Application developers supporting SAPI 5.1 include Alexis Communications, Chant, Datria, EverSpeech, InSync, Ivoice, O & A, Realize Software, Speech Studio, Tangis, VoiceGenie, Wizzard, and Words+. Engine vendors supporting the technology include Agenda, ART, Babel Technologies, Fonix, Fujitsu, Lernout & Hauspie, Mindmaker, NEC, Rhetorical Systems, and Speechworks.
The Audiences for Speech-Enabled Applications
Speech-enabled applications are a particular benefit to consumers with disabilities, particularly those who cannot easily read a display screen. Microsoft plans to expand the speech support it offers its own users when it adds SAPI 5.1 to Windows XP, the next major version of the Windows operating system, scheduled for release on October 25.
But consumers with disabilities are only one of the audiences for speech-enabled applications, according to Microsofts Thompson.
“Users in two of the worlds largest computer markets — China and Japan — have a pressing need for speech-enabled applications, a need thats not immediately apparent to U.S. and European users,”
says Thompson.
“While Western languages have a 26-letter alphabet thats relatively easy to implement on a keyboard, China and Japan have character-based languages with thousands of characters, and the keyboard isnt a great way to work with them. For many users in these countries, speech-enabled applications can greatly increase the speed and productivity of entering text. Thats why SAPI 5.1 includes speech recognition and text-to-speech engines in Chinese and Japanese, as well as in English.”
NEC, for example, uses SAPI for its SmartVoice 4 XP Japanese speech recognition and text-to-speech engines. According to Mitsuru Nishiura, voice interface project manager for NECs Personal Solutions division, SAPI will
“increase voice-enabled applications and make digital equipment easier to use.”
Another audience for speech-enabled software is specialty or niche users who need to keep their hands free while interacting with software. Specialty applications are particularly suited for speech recognition, since the relatively smaller vocabularies used in niche markets make it easier for software to achieve high accuracy in interpreting speech. Doctors or other health-care professionals who enter diagnoses or data while examining patients comprise one such audience. Anyone who drives a car is, too. Most automobiles today use embedded computers to control entertainment, climate and navigation systems.

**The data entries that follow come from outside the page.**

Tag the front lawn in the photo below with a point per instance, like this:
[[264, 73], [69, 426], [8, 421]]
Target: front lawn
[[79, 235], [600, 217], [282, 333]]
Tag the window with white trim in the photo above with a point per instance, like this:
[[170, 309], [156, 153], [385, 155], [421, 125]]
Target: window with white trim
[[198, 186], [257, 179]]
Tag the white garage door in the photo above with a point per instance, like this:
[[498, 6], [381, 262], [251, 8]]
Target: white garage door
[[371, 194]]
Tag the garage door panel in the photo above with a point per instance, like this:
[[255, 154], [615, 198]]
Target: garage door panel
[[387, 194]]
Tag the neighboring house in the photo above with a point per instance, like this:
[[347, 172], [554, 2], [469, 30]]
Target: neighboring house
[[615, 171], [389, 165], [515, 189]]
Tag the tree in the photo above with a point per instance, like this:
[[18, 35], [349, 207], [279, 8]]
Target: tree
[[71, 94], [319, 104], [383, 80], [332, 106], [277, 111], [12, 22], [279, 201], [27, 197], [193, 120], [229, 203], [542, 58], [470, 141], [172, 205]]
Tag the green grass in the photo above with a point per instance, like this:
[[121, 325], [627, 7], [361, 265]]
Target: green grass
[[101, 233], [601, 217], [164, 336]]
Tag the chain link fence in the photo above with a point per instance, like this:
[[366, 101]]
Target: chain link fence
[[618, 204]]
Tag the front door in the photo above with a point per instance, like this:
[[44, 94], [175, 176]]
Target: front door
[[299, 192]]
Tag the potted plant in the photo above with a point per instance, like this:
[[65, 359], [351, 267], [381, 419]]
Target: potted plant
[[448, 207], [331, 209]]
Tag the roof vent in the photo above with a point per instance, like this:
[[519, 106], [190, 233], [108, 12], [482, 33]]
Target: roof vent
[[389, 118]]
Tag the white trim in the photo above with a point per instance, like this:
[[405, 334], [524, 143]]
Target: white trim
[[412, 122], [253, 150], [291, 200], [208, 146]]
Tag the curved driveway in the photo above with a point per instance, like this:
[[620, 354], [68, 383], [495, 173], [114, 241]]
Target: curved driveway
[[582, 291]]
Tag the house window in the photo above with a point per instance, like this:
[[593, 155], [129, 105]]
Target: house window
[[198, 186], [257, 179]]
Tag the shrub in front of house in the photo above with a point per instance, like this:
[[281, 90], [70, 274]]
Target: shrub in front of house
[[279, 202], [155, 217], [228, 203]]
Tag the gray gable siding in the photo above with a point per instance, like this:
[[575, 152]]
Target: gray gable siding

Next Stop: The Speech-Enabled Web
While SAPI 5.1 will bring speech capabilities within reach of many more developers, applications and users, Microsoft isnt stopping there. Thompson says his unit is already looking at ways to speech-enable the Web.
“Web users, particularly mobile users, have a compelling need for speech capability,”
says Thompson.
“They typically use small devices — Web-enabled phones, handheld PCs and other small, interactive devices — that have small screens and keyboards, if they have screens and keyboards at all. Being able to speak commands to such devices and have information displayed on the screen or spoken back to the user will be very cool. Thats where the action will be.”
And thats where Microsofts speech group will be, too.